The ice was as good as ice gets, what we call “thunker”—with a single swing, the pick of each ice tool sunk in solidly, as though the ice were soft wood. The ice was so safe I climbed 115 feet using only one ice screw for protection. I placed the belay in a tiny alcove of ice, below a vertical bulge, so that Keith might be protected from any falling chunks of ice when I led the last pitch. I kicked out a platform for my boots, deeply placed two ice screws, and called to Keith.

I had climbed on two ropes, but Keith decided to climb on just one, so I pulled up the second rope and stacked it neatly at my feet. Knowing Keith might slip, I belayed directly off the ice screws rather than my body. He began to climb, methodically and slowly, as was his way.  While belaying, I kept staring up at the last pitch, planning my route through the overhanging umbrellas of ice.

Keith was just pulling up over a bulge, only 15 feet from me, when he suddenly shouted, “avalanche,” in a nonchalant voice. I’m sure he expected it to simply be another slough. A second later a horrific roar began. It was such a hideous, unimaginable cannonade, I can only compare it to placing your head against a railroad track as a freight train thunders by.

I instinctively smashed myself flat against the ice. The bombardment went on and on and I fully expected to be torn from the ice. I was screaming from terror. The thought of my two daughters sparked in my mind. I cannot say how long the avalanche lasted—30 seconds, a minute, two minutes. When it finally ended I was in shock, disbelieving that I was still alive, and knowing, without having to open my eyes, that Keith wasn’t.

Nonetheless, I began shouting his name in a cracking voice.
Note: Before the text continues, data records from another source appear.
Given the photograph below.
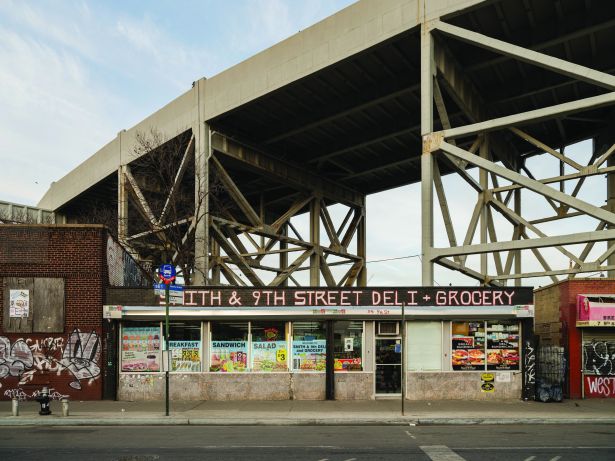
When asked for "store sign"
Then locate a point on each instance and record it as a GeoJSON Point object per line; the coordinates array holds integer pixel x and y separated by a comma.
{"type": "Point", "coordinates": [372, 297]}
{"type": "Point", "coordinates": [599, 386]}
{"type": "Point", "coordinates": [596, 308]}
{"type": "Point", "coordinates": [141, 349]}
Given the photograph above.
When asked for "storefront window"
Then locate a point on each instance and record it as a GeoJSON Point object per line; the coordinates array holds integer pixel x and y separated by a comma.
{"type": "Point", "coordinates": [424, 346]}
{"type": "Point", "coordinates": [229, 346]}
{"type": "Point", "coordinates": [348, 345]}
{"type": "Point", "coordinates": [309, 346]}
{"type": "Point", "coordinates": [141, 346]}
{"type": "Point", "coordinates": [502, 345]}
{"type": "Point", "coordinates": [269, 346]}
{"type": "Point", "coordinates": [495, 347]}
{"type": "Point", "coordinates": [468, 346]}
{"type": "Point", "coordinates": [185, 346]}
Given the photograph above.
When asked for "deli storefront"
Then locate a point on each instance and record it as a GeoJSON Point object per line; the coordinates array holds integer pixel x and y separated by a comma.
{"type": "Point", "coordinates": [326, 343]}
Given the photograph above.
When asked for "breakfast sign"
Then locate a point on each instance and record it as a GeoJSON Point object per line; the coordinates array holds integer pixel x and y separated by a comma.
{"type": "Point", "coordinates": [359, 297]}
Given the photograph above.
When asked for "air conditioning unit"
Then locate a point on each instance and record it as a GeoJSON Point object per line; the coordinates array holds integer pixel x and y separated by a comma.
{"type": "Point", "coordinates": [388, 328]}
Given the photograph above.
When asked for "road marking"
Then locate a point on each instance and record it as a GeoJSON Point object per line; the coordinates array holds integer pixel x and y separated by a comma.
{"type": "Point", "coordinates": [441, 453]}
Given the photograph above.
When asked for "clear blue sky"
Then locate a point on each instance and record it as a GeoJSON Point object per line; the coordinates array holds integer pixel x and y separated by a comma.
{"type": "Point", "coordinates": [74, 73]}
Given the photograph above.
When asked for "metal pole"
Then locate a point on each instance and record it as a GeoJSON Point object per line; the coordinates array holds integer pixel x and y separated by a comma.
{"type": "Point", "coordinates": [403, 359]}
{"type": "Point", "coordinates": [166, 347]}
{"type": "Point", "coordinates": [330, 362]}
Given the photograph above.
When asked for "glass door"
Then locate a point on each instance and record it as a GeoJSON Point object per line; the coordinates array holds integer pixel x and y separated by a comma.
{"type": "Point", "coordinates": [388, 366]}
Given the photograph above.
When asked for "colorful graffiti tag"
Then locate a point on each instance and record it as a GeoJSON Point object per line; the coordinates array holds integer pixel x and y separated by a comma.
{"type": "Point", "coordinates": [78, 355]}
When I finally got down to him, it was obvious. Sobbing “I’m so sorry Keith, I’m so sorry,” I checked his pulse on one wrist, then then other, then on his blackened neck.
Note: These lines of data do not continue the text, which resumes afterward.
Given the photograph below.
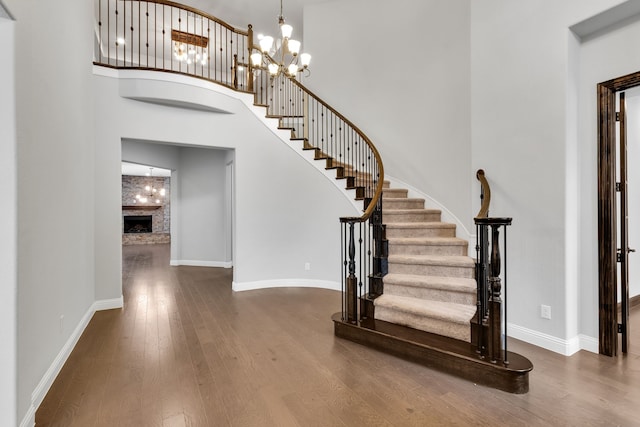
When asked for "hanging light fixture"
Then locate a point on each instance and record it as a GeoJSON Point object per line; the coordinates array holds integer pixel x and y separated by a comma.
{"type": "Point", "coordinates": [150, 194]}
{"type": "Point", "coordinates": [282, 55]}
{"type": "Point", "coordinates": [189, 48]}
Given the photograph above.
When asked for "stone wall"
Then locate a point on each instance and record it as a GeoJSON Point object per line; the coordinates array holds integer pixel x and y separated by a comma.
{"type": "Point", "coordinates": [160, 212]}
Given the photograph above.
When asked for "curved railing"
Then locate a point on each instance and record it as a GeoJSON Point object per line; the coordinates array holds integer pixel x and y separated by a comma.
{"type": "Point", "coordinates": [165, 36]}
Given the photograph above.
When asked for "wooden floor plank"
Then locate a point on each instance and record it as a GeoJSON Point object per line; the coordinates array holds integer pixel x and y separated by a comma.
{"type": "Point", "coordinates": [188, 351]}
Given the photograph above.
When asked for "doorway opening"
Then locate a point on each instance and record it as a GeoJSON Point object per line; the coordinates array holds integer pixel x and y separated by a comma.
{"type": "Point", "coordinates": [613, 247]}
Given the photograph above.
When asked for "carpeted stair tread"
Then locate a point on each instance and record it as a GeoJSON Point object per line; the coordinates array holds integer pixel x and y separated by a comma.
{"type": "Point", "coordinates": [454, 284]}
{"type": "Point", "coordinates": [419, 225]}
{"type": "Point", "coordinates": [447, 260]}
{"type": "Point", "coordinates": [395, 193]}
{"type": "Point", "coordinates": [445, 311]}
{"type": "Point", "coordinates": [401, 211]}
{"type": "Point", "coordinates": [431, 241]}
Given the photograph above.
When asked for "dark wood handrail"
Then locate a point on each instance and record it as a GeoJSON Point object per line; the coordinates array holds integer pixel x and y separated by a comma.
{"type": "Point", "coordinates": [486, 194]}
{"type": "Point", "coordinates": [378, 193]}
{"type": "Point", "coordinates": [201, 13]}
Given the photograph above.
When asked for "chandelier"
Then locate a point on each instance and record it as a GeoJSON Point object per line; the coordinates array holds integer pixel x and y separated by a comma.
{"type": "Point", "coordinates": [189, 48]}
{"type": "Point", "coordinates": [150, 192]}
{"type": "Point", "coordinates": [284, 55]}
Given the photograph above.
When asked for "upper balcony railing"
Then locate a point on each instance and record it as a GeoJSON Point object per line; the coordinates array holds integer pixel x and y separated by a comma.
{"type": "Point", "coordinates": [166, 36]}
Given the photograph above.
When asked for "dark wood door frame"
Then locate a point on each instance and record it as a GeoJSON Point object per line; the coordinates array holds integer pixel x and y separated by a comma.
{"type": "Point", "coordinates": [607, 265]}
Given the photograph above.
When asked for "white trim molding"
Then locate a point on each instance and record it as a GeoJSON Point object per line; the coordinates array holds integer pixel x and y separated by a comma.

The gruesome details of the rest of that day and the next, when Keith’s body was recovered, I will not recount. Suffice it to say that Keith died instantly of a broken neck.
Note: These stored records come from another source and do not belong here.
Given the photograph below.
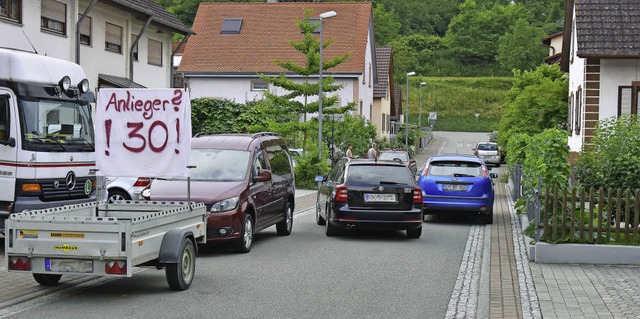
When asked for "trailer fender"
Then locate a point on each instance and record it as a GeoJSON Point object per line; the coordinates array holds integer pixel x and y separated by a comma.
{"type": "Point", "coordinates": [171, 242]}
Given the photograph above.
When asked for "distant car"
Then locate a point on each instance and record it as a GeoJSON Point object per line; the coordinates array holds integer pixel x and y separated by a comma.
{"type": "Point", "coordinates": [402, 156]}
{"type": "Point", "coordinates": [246, 181]}
{"type": "Point", "coordinates": [125, 188]}
{"type": "Point", "coordinates": [489, 152]}
{"type": "Point", "coordinates": [457, 182]}
{"type": "Point", "coordinates": [369, 195]}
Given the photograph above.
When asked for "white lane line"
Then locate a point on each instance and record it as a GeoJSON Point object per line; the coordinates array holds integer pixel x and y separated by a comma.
{"type": "Point", "coordinates": [53, 296]}
{"type": "Point", "coordinates": [528, 294]}
{"type": "Point", "coordinates": [464, 298]}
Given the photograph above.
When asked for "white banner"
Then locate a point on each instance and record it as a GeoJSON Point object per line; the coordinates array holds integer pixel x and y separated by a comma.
{"type": "Point", "coordinates": [143, 132]}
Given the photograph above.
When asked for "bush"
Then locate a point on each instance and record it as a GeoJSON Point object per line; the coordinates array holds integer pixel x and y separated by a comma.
{"type": "Point", "coordinates": [613, 160]}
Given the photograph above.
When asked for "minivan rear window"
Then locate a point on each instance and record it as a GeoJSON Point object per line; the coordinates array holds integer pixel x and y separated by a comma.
{"type": "Point", "coordinates": [219, 165]}
{"type": "Point", "coordinates": [378, 174]}
{"type": "Point", "coordinates": [455, 168]}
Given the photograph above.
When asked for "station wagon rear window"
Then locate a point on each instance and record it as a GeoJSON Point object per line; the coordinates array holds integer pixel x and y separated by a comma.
{"type": "Point", "coordinates": [455, 168]}
{"type": "Point", "coordinates": [378, 174]}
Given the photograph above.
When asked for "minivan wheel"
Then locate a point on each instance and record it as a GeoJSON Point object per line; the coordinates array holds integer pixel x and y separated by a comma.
{"type": "Point", "coordinates": [286, 225]}
{"type": "Point", "coordinates": [246, 236]}
{"type": "Point", "coordinates": [319, 219]}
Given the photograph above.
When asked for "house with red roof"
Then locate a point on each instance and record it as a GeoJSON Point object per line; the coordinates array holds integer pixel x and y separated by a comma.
{"type": "Point", "coordinates": [236, 42]}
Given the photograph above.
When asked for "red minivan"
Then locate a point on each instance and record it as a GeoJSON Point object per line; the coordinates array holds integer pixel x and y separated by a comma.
{"type": "Point", "coordinates": [246, 181]}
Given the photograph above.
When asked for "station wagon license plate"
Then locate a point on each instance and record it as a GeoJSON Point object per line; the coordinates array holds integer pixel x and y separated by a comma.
{"type": "Point", "coordinates": [69, 265]}
{"type": "Point", "coordinates": [383, 198]}
{"type": "Point", "coordinates": [454, 187]}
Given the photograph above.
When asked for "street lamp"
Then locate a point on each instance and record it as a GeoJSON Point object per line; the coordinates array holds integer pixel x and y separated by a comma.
{"type": "Point", "coordinates": [406, 119]}
{"type": "Point", "coordinates": [326, 15]}
{"type": "Point", "coordinates": [420, 116]}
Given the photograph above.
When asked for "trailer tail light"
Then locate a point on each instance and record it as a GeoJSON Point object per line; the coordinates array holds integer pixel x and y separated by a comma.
{"type": "Point", "coordinates": [417, 195]}
{"type": "Point", "coordinates": [142, 181]}
{"type": "Point", "coordinates": [19, 263]}
{"type": "Point", "coordinates": [342, 193]}
{"type": "Point", "coordinates": [118, 267]}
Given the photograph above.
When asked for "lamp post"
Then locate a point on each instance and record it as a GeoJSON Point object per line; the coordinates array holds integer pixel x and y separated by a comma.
{"type": "Point", "coordinates": [406, 120]}
{"type": "Point", "coordinates": [420, 116]}
{"type": "Point", "coordinates": [326, 15]}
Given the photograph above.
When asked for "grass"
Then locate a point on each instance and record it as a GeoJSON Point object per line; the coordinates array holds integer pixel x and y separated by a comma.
{"type": "Point", "coordinates": [457, 100]}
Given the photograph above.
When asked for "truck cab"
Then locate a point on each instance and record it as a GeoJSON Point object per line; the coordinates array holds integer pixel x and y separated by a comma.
{"type": "Point", "coordinates": [47, 149]}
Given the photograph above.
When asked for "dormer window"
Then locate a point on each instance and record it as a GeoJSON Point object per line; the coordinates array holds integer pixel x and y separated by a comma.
{"type": "Point", "coordinates": [231, 26]}
{"type": "Point", "coordinates": [313, 21]}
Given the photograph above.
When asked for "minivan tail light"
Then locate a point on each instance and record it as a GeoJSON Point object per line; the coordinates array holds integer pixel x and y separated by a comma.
{"type": "Point", "coordinates": [417, 195]}
{"type": "Point", "coordinates": [142, 181]}
{"type": "Point", "coordinates": [342, 193]}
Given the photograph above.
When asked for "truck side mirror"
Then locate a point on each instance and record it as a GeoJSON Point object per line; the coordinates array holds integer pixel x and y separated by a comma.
{"type": "Point", "coordinates": [11, 142]}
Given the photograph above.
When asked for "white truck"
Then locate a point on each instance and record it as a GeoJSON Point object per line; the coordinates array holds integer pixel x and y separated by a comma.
{"type": "Point", "coordinates": [107, 240]}
{"type": "Point", "coordinates": [47, 154]}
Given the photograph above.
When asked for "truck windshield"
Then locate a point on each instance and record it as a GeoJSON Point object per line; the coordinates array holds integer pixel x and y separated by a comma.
{"type": "Point", "coordinates": [56, 126]}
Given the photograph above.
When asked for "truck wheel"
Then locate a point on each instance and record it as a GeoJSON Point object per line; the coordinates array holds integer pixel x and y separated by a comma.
{"type": "Point", "coordinates": [244, 243]}
{"type": "Point", "coordinates": [319, 219]}
{"type": "Point", "coordinates": [284, 227]}
{"type": "Point", "coordinates": [47, 279]}
{"type": "Point", "coordinates": [180, 274]}
{"type": "Point", "coordinates": [414, 232]}
{"type": "Point", "coordinates": [117, 195]}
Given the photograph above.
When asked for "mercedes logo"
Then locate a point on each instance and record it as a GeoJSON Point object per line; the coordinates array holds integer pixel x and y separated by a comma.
{"type": "Point", "coordinates": [70, 180]}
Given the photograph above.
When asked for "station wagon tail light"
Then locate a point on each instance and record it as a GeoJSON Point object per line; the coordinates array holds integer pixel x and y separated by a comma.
{"type": "Point", "coordinates": [417, 195]}
{"type": "Point", "coordinates": [142, 181]}
{"type": "Point", "coordinates": [342, 193]}
{"type": "Point", "coordinates": [425, 171]}
{"type": "Point", "coordinates": [19, 263]}
{"type": "Point", "coordinates": [115, 267]}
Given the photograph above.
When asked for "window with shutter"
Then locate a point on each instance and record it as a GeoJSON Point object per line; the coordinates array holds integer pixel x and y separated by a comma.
{"type": "Point", "coordinates": [11, 9]}
{"type": "Point", "coordinates": [135, 50]}
{"type": "Point", "coordinates": [155, 52]}
{"type": "Point", "coordinates": [85, 31]}
{"type": "Point", "coordinates": [113, 38]}
{"type": "Point", "coordinates": [54, 17]}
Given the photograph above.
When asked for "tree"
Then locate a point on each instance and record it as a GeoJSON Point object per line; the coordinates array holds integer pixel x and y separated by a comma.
{"type": "Point", "coordinates": [537, 101]}
{"type": "Point", "coordinates": [521, 48]}
{"type": "Point", "coordinates": [296, 100]}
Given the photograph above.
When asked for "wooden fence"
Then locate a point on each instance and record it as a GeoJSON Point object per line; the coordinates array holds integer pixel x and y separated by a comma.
{"type": "Point", "coordinates": [578, 215]}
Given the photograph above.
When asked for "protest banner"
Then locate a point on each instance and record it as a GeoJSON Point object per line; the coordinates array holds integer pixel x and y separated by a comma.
{"type": "Point", "coordinates": [143, 132]}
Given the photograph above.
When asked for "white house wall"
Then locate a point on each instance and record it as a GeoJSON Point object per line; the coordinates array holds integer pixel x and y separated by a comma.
{"type": "Point", "coordinates": [615, 73]}
{"type": "Point", "coordinates": [50, 44]}
{"type": "Point", "coordinates": [239, 89]}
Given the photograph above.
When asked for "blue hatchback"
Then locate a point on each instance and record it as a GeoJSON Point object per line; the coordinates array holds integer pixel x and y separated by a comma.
{"type": "Point", "coordinates": [457, 183]}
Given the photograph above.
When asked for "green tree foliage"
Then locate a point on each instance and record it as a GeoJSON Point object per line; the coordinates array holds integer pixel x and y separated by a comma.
{"type": "Point", "coordinates": [547, 155]}
{"type": "Point", "coordinates": [387, 24]}
{"type": "Point", "coordinates": [520, 48]}
{"type": "Point", "coordinates": [613, 160]}
{"type": "Point", "coordinates": [537, 101]}
{"type": "Point", "coordinates": [475, 32]}
{"type": "Point", "coordinates": [211, 115]}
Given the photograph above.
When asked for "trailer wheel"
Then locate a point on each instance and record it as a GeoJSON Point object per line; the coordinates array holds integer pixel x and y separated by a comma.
{"type": "Point", "coordinates": [47, 279]}
{"type": "Point", "coordinates": [180, 275]}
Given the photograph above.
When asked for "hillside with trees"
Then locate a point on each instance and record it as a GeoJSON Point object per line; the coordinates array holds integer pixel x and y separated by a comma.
{"type": "Point", "coordinates": [453, 38]}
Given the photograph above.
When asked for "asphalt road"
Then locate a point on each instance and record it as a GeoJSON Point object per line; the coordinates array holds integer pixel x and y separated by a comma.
{"type": "Point", "coordinates": [304, 275]}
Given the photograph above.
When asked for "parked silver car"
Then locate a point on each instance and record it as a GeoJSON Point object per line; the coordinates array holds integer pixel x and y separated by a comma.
{"type": "Point", "coordinates": [489, 152]}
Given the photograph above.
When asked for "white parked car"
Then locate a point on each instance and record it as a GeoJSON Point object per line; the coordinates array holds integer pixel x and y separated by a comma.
{"type": "Point", "coordinates": [125, 188]}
A search-and-rescue plane flew over the day after the accident and took pictures, which were later analyzed. It was determined that the avalanche had started at the very top of the mountain when a five-foot-deep, quarter mile-long cornice broke off, funneling thousands of tons of snow down over the 30-foot wide icefall. The unstable cornice had been created by unusually high winds and extremely cold temperatures. The search-and-rescue team, the local ice climbers and professional avalanche forecasters all concurred that there was no way Keith and I could have anticipated this avalanche.

We have a tradition in the vanishing Wyoming Alpine Club. Once we have passed through the hardest stages of mourning, we hold a celebration of our dead friend’s life. It’s a potluck, a modern wake for a fallen mountaineer. We come together. We break bread together and drink together. Everyone brings slides and stands up and tells their personal stories about our dead comrade. We laugh and cry and bring our friend back to life.

Keith will return for that night. He wouldn’t miss it for the world. And then some midnight this summer, Tim Banks will hike around to the top of the Medicine Bow Diamond, and sit down under the stars with his pack full of fireworks. Justin Moe and I will silently climb the quartzite face together, through the cold black night. I will lead and Justin will carry the plaque, the epitaph already written.